"stats" entries

Four short links: 10 March 2016

Four short links: 10 March 2016

Cognitivist and Behaviourist AI, Math and Social Computing, A/B Testing Stats, and Rat Cyborgs are Smarter

  1. Crossword-Solving Neural NetworksHill describes recent progress in learning-based AI systems in terms of behaviourism and cognitivism: two movements in psychology that effect how one views learning and education. Behaviourism, as the name implies, looks at behaviour without looking at what the brain and neurons are doing, while cognitivism looks at the mental processes that underlie behaviour.
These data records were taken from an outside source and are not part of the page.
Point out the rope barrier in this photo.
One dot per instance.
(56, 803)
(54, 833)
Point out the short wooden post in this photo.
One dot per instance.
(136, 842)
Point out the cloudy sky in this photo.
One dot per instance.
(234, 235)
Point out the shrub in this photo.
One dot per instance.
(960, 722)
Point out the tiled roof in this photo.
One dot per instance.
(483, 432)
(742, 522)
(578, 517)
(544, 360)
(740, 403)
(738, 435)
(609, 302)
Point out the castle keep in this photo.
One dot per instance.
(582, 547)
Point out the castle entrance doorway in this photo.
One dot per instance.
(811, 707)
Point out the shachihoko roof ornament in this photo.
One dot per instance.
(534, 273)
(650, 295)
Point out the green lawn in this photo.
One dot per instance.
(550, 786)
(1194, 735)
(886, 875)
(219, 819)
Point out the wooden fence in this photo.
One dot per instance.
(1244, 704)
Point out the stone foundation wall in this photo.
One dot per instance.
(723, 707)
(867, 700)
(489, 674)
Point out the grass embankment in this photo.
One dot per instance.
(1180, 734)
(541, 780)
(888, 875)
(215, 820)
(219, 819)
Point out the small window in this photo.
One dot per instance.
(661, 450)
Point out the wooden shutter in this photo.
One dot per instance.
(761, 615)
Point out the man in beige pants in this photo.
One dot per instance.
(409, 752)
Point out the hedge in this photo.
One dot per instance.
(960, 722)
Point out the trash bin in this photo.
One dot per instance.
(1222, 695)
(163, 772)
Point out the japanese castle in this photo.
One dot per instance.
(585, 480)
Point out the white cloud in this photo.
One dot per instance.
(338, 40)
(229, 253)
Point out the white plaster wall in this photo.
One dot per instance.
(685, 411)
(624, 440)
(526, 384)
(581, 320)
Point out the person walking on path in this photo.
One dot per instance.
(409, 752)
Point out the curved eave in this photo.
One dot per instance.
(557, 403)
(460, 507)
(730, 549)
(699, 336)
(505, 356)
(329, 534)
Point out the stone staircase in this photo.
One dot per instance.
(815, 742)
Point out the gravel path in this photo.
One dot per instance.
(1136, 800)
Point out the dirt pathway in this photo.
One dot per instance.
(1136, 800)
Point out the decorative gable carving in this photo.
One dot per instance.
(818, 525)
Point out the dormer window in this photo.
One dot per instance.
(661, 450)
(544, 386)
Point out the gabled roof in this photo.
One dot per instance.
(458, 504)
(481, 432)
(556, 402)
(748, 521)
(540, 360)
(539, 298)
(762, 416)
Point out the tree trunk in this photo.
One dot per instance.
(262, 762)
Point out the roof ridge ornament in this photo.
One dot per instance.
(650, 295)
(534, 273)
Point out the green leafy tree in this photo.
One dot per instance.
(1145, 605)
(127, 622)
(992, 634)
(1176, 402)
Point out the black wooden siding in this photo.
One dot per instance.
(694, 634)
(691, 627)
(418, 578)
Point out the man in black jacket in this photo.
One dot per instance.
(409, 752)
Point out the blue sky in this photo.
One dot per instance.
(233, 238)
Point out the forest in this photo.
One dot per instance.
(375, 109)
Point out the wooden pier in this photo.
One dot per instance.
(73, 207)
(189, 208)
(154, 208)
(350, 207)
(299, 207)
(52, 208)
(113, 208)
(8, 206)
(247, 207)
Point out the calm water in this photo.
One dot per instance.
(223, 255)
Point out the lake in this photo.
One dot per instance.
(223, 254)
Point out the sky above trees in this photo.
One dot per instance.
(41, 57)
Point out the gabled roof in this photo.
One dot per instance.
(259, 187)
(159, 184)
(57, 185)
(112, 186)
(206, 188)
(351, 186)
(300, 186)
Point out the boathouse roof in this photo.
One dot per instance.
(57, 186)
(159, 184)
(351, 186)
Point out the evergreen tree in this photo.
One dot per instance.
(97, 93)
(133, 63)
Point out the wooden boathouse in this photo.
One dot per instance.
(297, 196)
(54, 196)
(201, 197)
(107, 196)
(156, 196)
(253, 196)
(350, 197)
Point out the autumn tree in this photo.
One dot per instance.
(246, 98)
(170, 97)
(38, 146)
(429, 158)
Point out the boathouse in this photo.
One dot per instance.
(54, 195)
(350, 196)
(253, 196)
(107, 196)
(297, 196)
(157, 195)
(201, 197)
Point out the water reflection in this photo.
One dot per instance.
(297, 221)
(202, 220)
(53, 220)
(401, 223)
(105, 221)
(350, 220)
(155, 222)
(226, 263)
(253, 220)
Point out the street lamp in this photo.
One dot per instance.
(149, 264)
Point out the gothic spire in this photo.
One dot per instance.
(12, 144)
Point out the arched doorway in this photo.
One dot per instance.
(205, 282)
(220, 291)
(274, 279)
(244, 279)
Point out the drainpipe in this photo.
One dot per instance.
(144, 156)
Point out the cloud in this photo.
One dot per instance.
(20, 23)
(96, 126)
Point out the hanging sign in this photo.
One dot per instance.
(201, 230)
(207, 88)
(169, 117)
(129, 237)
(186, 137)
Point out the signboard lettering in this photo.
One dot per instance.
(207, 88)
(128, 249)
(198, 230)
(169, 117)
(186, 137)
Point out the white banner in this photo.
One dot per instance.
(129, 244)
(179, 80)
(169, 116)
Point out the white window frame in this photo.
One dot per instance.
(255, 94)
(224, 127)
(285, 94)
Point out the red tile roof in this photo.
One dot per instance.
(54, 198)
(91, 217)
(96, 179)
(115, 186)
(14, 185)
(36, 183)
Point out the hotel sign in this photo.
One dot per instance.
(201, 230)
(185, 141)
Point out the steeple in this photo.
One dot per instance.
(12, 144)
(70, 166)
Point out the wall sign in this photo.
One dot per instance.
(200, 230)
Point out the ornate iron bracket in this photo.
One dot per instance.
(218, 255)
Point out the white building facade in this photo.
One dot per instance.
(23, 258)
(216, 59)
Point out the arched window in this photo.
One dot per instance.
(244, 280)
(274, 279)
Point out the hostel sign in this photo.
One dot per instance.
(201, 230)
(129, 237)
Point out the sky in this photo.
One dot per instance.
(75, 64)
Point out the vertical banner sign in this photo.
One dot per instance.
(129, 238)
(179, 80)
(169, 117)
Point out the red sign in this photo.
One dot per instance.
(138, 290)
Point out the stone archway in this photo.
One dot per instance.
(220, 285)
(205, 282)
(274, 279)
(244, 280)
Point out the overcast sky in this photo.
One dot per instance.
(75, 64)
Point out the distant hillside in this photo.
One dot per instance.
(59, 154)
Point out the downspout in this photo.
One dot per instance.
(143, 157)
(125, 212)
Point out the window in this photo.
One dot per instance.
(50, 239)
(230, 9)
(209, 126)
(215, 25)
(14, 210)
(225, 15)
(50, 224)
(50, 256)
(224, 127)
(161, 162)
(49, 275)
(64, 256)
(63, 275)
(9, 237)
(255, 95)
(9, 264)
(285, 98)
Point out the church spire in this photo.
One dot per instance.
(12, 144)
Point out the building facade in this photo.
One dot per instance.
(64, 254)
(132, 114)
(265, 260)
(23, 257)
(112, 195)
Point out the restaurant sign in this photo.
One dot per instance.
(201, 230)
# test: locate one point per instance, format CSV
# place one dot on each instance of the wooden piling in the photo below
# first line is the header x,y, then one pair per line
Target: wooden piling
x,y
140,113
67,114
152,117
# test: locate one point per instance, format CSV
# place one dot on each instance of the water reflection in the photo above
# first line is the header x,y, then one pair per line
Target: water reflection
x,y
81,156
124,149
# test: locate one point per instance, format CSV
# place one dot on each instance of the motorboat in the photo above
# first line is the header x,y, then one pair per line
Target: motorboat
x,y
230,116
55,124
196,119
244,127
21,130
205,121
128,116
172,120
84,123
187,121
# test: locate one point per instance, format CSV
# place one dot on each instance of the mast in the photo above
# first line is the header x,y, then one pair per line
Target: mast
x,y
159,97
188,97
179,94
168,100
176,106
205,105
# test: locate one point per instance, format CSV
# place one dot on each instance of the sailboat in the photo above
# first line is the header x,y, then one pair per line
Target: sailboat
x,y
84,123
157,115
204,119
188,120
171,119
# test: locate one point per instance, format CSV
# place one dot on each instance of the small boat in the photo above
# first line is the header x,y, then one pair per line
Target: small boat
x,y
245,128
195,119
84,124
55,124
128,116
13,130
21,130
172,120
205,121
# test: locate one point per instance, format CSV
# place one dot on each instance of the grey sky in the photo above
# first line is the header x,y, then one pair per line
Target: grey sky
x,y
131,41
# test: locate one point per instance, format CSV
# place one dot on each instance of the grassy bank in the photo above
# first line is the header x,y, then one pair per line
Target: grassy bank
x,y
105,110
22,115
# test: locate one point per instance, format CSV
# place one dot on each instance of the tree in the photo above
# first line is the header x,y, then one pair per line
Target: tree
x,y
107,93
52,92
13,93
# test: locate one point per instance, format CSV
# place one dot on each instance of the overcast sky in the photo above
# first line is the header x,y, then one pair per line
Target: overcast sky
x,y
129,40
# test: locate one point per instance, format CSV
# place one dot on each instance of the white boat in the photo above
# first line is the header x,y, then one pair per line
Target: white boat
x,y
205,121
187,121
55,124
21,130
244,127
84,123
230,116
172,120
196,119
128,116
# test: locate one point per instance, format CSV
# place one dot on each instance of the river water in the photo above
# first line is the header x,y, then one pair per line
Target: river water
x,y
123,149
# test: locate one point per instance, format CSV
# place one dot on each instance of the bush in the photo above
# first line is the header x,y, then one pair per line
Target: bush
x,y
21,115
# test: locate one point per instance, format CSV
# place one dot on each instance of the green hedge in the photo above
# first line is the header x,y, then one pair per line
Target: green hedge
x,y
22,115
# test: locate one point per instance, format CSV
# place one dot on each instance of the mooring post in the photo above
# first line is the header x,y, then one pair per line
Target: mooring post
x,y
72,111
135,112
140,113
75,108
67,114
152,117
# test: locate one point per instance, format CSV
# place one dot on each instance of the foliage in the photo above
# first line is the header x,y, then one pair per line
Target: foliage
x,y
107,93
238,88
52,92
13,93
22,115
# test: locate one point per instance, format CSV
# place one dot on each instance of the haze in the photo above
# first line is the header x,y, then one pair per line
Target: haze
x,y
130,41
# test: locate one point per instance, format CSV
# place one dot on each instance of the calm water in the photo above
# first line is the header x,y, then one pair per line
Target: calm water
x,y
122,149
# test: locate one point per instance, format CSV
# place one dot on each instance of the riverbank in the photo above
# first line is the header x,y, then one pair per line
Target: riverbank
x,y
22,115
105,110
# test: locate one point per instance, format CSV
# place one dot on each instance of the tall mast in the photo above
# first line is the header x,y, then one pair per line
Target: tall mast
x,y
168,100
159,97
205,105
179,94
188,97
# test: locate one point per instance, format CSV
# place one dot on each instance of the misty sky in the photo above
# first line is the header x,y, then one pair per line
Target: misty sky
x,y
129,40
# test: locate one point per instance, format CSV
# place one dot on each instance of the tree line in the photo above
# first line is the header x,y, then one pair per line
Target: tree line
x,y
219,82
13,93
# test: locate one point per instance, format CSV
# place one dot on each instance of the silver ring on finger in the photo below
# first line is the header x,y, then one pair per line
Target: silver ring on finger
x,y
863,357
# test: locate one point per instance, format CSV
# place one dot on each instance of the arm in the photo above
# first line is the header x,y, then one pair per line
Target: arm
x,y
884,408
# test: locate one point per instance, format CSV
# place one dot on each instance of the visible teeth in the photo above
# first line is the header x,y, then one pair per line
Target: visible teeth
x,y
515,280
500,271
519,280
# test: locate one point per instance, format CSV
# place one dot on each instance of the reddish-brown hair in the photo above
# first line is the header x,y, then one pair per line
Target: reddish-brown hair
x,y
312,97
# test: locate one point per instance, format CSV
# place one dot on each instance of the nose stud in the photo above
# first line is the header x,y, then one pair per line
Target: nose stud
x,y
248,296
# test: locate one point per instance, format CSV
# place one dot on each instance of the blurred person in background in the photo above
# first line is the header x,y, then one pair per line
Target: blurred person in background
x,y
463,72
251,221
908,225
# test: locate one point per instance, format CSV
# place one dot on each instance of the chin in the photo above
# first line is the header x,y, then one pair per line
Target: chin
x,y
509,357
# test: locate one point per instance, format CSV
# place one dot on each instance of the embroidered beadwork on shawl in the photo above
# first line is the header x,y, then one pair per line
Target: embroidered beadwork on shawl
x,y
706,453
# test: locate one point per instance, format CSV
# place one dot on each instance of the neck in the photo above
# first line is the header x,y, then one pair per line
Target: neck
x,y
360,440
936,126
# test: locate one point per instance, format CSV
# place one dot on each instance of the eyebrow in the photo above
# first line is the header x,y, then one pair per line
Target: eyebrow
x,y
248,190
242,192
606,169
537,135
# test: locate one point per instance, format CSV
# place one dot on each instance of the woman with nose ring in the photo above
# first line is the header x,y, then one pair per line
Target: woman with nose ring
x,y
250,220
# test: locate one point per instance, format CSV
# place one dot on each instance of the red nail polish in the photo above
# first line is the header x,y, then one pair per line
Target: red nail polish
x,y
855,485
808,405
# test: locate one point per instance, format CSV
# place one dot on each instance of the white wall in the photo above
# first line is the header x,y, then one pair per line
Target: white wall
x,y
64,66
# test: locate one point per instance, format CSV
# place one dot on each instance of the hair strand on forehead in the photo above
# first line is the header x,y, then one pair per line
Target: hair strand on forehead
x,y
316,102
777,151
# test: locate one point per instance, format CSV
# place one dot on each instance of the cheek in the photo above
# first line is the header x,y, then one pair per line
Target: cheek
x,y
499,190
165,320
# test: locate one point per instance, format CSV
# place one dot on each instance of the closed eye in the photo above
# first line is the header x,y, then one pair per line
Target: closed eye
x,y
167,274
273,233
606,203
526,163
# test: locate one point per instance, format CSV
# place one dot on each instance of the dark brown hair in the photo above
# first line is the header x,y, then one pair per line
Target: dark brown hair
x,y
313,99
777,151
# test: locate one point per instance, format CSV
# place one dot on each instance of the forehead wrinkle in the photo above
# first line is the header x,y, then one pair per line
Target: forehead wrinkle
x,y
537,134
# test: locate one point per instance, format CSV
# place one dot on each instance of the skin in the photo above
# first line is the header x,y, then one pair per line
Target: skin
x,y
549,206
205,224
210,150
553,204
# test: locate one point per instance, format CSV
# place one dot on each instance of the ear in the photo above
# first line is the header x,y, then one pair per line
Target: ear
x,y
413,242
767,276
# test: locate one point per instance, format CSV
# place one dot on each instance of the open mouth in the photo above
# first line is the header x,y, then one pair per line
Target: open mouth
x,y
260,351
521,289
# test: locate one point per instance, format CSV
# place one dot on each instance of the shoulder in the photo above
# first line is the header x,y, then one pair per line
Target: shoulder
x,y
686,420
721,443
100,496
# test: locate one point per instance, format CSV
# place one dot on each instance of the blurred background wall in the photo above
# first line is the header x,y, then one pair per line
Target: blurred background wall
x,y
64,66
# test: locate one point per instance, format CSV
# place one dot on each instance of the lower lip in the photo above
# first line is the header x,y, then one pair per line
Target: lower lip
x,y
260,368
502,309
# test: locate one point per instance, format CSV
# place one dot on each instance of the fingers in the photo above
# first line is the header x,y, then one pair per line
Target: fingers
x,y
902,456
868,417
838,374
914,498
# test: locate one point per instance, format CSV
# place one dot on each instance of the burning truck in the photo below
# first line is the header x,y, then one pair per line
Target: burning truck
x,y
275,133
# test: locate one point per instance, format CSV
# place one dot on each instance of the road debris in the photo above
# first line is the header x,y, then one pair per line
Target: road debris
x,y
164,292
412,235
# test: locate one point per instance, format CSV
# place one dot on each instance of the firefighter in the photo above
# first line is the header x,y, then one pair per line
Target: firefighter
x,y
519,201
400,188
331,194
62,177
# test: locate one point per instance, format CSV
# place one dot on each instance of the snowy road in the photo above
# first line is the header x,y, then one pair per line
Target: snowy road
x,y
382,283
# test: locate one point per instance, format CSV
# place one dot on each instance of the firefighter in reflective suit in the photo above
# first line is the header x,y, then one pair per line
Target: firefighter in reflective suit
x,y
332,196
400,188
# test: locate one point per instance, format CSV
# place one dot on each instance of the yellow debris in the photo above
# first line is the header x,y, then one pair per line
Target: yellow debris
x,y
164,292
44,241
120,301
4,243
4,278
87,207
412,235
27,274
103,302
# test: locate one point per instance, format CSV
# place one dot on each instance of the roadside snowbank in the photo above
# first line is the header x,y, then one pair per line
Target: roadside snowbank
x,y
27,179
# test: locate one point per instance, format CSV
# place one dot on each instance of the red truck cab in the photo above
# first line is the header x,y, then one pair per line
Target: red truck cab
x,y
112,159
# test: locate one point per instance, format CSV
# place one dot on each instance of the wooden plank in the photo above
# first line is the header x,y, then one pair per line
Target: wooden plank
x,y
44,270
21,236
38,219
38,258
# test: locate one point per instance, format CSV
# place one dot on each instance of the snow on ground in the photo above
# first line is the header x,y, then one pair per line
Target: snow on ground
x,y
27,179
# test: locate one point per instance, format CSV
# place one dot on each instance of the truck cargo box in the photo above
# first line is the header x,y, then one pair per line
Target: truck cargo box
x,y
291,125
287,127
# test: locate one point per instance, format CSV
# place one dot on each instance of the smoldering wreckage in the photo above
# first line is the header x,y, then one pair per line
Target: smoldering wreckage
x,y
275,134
Deep learning systems like the one built by Hill and his colleagues reflect a cognitivist approach, but for a system to have something approaching human intelligence, it would have to have a little of both. “Our system can’t go too far beyond the dictionary data on which it was trained, but the ways in which it can are interesting, and make it a surprisingly robust question and answer system – and quite good at solving crossword puzzles,” said Hill. While it was not built with the purpose of solving crossword puzzles, the researchers found that it actually performed better than commercially-available products that are specifically engineered for the task.
  2. Mathematical Foundations for Social Computing (PDF) — collection of pointers to existing research in social computing and some open challenges for work to be done. Consider situations where a highly structured decision must be made. Some examples are making budgets, assigning water resources, and setting tax rates. […] One promising candidate is “Knapsack Voting.” […] This captures most budgeting processes — the set of chosen budget items must fit under a spending limit, while maximizing societal value. Goel et al. prove that asking users to compare projects in terms of “value for money” or asking them to choose an entire budget results in provably better properties than using the more traditional approaches of approval or rank-choice voting.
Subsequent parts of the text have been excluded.